Новая роль Германии в Европе
После воссоединения Германия не стремилась брать на себя ответственность в европейском масштабе. И все же по разным причинам ответственности стало больше.
Начиная с лета/осени 1990 г. – времени завершения переговоров в формате «два плюс четыре» и объединения двух германских государств, случившегося 3 октября 1990 г. – германский вопрос считается решенным. Федеративная Республика Германия официально, в рамках международного права, признала свою восточную границу по Одеру и Нейсе, разделение нации на два государства было преодолено, а граница между западным и восточным военными союзами – НАТО и Варшавским пактом – перестала проходить через самый центр Европы.
В 1990 г. и в течение последующих лет, когда возникала потребность оценить политические изменения, происходившие начиная с осени 1989 г., их сравнивали, как правило, с предшествующим периодом, и это сравнение было исполнено чувства благодарности и облегчения: Вторая мировая война окончательно завершилась, Берлинская стена пала, и был устранен пограничный режим, который не позволял забыть о временном характере мира в Европе. Теперь появилась возможность для создания нового политического порядка географической Европы.
Решение так называемого «германского вопроса» и преодоление европейского разделения означали, что из мировой политики исчез очаг кризиса, который совсем недавно еще полыхал в ходе гонки вооружений. И вот теперь, вместо того, чтобы устанавливать новые ракеты, начали масштабный процесс разоружений. Советская армия ушла из Центральной Европы, американцы сократили свое военное присутствие в Западной Европе, число военнослужащих бундесвера вскоре едва насчитывало половину от того, которое было совсем недавно. Поэтому совершенно естественно, что при таких обстоятельствах взгляд в будущее был полностью оттеснен ретроспективным взглядом. Германская общественность не интересовалась вопросом, какую роль будет играть в Европе объединенная Германия. Все разговоры вращались вокруг единственного сюжета: как прошлое окончательно стало прошлым.

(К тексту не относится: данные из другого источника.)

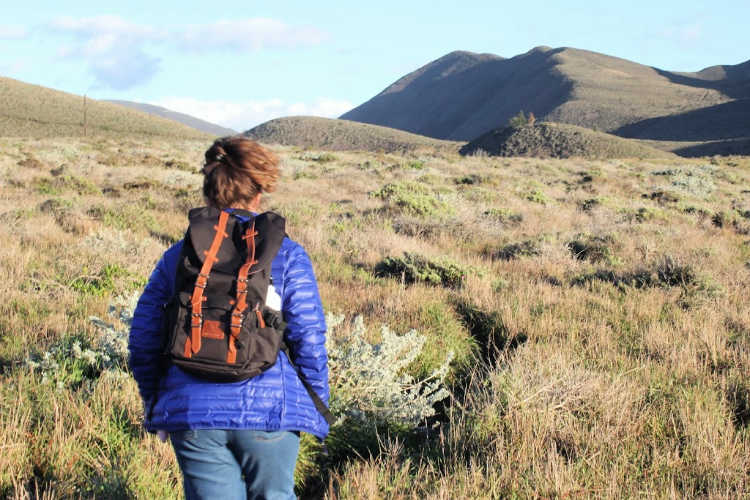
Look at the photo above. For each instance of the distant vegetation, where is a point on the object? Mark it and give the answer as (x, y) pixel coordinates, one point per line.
(596, 310)
(33, 111)
(556, 140)
(341, 135)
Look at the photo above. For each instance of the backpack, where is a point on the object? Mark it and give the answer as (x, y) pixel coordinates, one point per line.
(217, 325)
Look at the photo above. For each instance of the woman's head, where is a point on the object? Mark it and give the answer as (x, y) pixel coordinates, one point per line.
(237, 170)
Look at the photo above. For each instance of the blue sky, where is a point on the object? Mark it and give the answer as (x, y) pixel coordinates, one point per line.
(241, 63)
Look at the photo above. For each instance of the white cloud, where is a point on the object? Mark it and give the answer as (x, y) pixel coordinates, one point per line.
(683, 33)
(248, 34)
(244, 115)
(13, 67)
(119, 53)
(88, 27)
(12, 32)
(114, 49)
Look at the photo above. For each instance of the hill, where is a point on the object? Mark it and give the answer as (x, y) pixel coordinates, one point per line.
(340, 135)
(190, 121)
(462, 95)
(556, 140)
(28, 110)
(591, 319)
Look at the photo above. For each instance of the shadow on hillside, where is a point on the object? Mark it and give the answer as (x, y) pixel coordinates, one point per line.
(735, 84)
(722, 148)
(722, 121)
(470, 101)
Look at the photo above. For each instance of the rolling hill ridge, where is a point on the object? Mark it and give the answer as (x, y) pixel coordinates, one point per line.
(185, 119)
(463, 95)
(341, 135)
(28, 110)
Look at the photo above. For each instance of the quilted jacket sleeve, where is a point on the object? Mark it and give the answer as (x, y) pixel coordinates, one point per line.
(306, 328)
(144, 342)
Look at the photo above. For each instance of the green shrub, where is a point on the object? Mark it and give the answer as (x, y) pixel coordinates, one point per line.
(528, 248)
(592, 248)
(537, 196)
(101, 283)
(504, 215)
(413, 268)
(413, 198)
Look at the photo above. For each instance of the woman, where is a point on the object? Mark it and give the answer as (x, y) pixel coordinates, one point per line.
(239, 439)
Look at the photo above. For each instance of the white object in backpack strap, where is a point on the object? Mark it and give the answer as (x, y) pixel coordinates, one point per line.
(273, 300)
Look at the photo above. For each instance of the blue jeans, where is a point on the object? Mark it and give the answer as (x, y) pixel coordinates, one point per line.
(236, 464)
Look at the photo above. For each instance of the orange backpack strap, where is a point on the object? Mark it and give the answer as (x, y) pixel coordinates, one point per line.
(193, 344)
(241, 298)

Поэтому о будущей роли Германии в Европе и мире никто не размышлял, ибо немцы вскоре после воссоединения были заняты прежде всего самими собой. Экономическая интеграция новых федеральных земель на Востоке проходила сложнее, чем ожидалось, поскольку экономика бывшей Германской Демократической Республики (ГДР) оказалась практически разрушенной. Экономические проблемы породили социальные отклонения, и в конце 1990-х гг. Германия считалась проблемным случаем Европы, на который нужно было обратить пристальное внимание, скажем, в вопросах государственного долга. Тогда трудно было представить, что Германия однажды станет «образцом» в плане фискальной политики и санации бюджета для всей Европы. А когда вводили евро, то казалось, будто Федеративная Республика утратила свой главный рычаг влияния на другие европейские экономики – немецкую марку.

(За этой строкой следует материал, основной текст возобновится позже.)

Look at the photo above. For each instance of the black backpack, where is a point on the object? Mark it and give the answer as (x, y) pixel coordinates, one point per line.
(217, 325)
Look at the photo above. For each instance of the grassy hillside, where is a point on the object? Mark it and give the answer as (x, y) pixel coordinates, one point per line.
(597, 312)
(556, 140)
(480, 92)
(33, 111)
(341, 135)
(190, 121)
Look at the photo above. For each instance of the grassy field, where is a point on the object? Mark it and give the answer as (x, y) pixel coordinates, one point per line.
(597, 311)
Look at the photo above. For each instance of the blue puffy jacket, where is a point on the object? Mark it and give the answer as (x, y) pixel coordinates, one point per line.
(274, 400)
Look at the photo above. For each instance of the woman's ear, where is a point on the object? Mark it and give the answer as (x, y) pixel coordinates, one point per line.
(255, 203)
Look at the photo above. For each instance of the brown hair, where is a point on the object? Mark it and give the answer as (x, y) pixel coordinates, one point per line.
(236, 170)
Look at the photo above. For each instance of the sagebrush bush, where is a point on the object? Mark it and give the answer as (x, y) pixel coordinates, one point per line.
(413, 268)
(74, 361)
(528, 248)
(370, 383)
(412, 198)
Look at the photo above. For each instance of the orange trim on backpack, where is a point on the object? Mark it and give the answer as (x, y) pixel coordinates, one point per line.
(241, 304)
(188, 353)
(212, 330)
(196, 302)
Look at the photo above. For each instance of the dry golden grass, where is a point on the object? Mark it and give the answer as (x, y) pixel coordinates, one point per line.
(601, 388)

Казалось, все идет к единой Европе, к тому же немцы как самый крупный по численности народ внутри ЕС выказывали большую готовность раствориться в объединенной Европе. Однако была небольшая проблема. По мере появления все новых и новых кандидатов на вступление в союз проект «Соединенных штатов Европы» в политическом смысле отодвигался все дальше и дальше в будущее. То, что казалось вполне возможным в «Европе четырех», т.е. экономического сообщества образца 1960-х гг., состоявшего из Франции, Италии, «старой» Федеративной Республики и государств Бенилюкс, стало политически невозможным после расширения ЕС на юг, север и восток. Однако эйфория от европейского объединения застила глаза. Дискуссия об идентичности велась даже применительно к возможному вступлению Турции в Европейское сообщество, но на поверку она оказалась лишь иллюзией дискуссии. Ведь Европейский Союз давно стал слишком большим и слишком разнородным, чтобы вообще можно было вести речь об общей идентичности. Представляя другого в качестве чужого, пытались обосновать идентичность, которой по большому счету и не было.

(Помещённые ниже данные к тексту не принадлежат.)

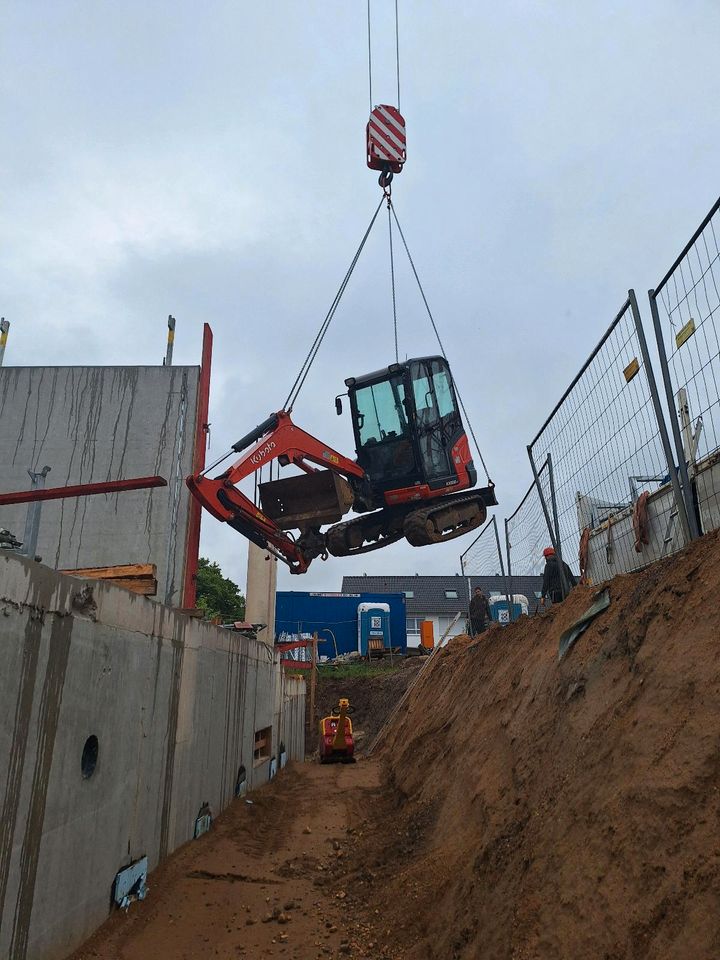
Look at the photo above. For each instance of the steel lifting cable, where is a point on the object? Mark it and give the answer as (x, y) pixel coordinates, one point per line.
(369, 58)
(397, 54)
(392, 278)
(317, 342)
(437, 334)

В ходе дискуссий вокруг вступления Турции в ЕС делали вид, будто сохранение спорной европейской идентичности является задачей несовместимой с безграничным расширением европейского проекта. После того, как была проведена линия разграничения между Турцией и Европой, возникло впечатление, будто ЕС основывается на единой европейской культуре. Лишь кризис еврозоны после 2008 г. положил конец этой иллюзии. Границы и противоположности внутри Европы уже нельзя было не замечать, отсюда возник вопрос: что с этим делать дальше? Соответственно, больше нельзя было обходить стороной вопрос о роли Германии в Европе. Хотели того или нет, но Германия оставалась единственной страной в Европе (как в плане ресурсов, так и в плане потенциала), которая смогла удержать в единстве гетерогенную Европу, разрываемую центробежными силами. Новая роль Германии в Европе и мире обрела понятные черты: в европейском масштабе она должна скреплять Евросоюз, а в мировом масштабе – обеспечивать развитие европейской экономики в ситуации давления со стороны Восточной Азии. Правда, в одиночку ей с этой задачей не справиться, на выручку должны прийти другие страны. И все же Германия так или иначе останется ключевой фигурой в группе стран, готовых взяться за решение этой задачи.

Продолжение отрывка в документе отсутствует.